El cuarto estaba como Oswaldo lo había dejado la última vez que estuvo en él. Sus ropas desordenadas encima de la cama, los libros de la escuela para adultos a la que asistía con la intención de sacarse el título para asistir a la Formación Profesional y labrarse un futuro como mecánico. A Oswaldo siempre le habían gustado los autos, desde bien pequeño se agarraba unos buenos berrinches si por su cumpleaños no le regalaban un nuevo auto metalizado, de esos que eran réplicas de modelos de verdad.

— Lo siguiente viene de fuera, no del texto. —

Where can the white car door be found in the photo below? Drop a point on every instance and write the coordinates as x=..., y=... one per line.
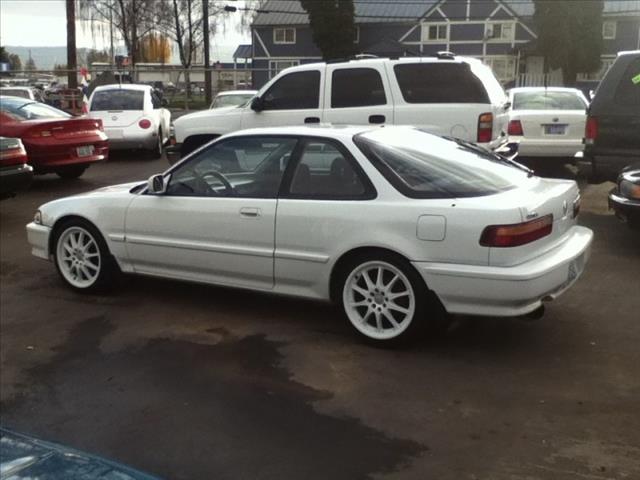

Recordando, Alba sintió de nuevo una fuerte congoja que se apoderó de su pecho. Luchó contra ella con todas sus fuerzas, mientras se esforzaba por moverse y ponerse a buscar una pista sobre Walter. Cualquier cosa le valía, un número de teléfono, una dirección, sería lo mejor, pero la verdad era que no se encontraba en una posición como para ponerse exigente. Necesitaba encontrar a Walter a toda costa y no sabía por dónde empezar.

La desesperación asomó con la fuerza arrolladora de un tren de mercancías. No sabía qué hacer y estaba sola. Y triste. No pudo contenerse más y dejándose caer sobre las rodillas, se llevó las manos al rostro y rompió a llorar.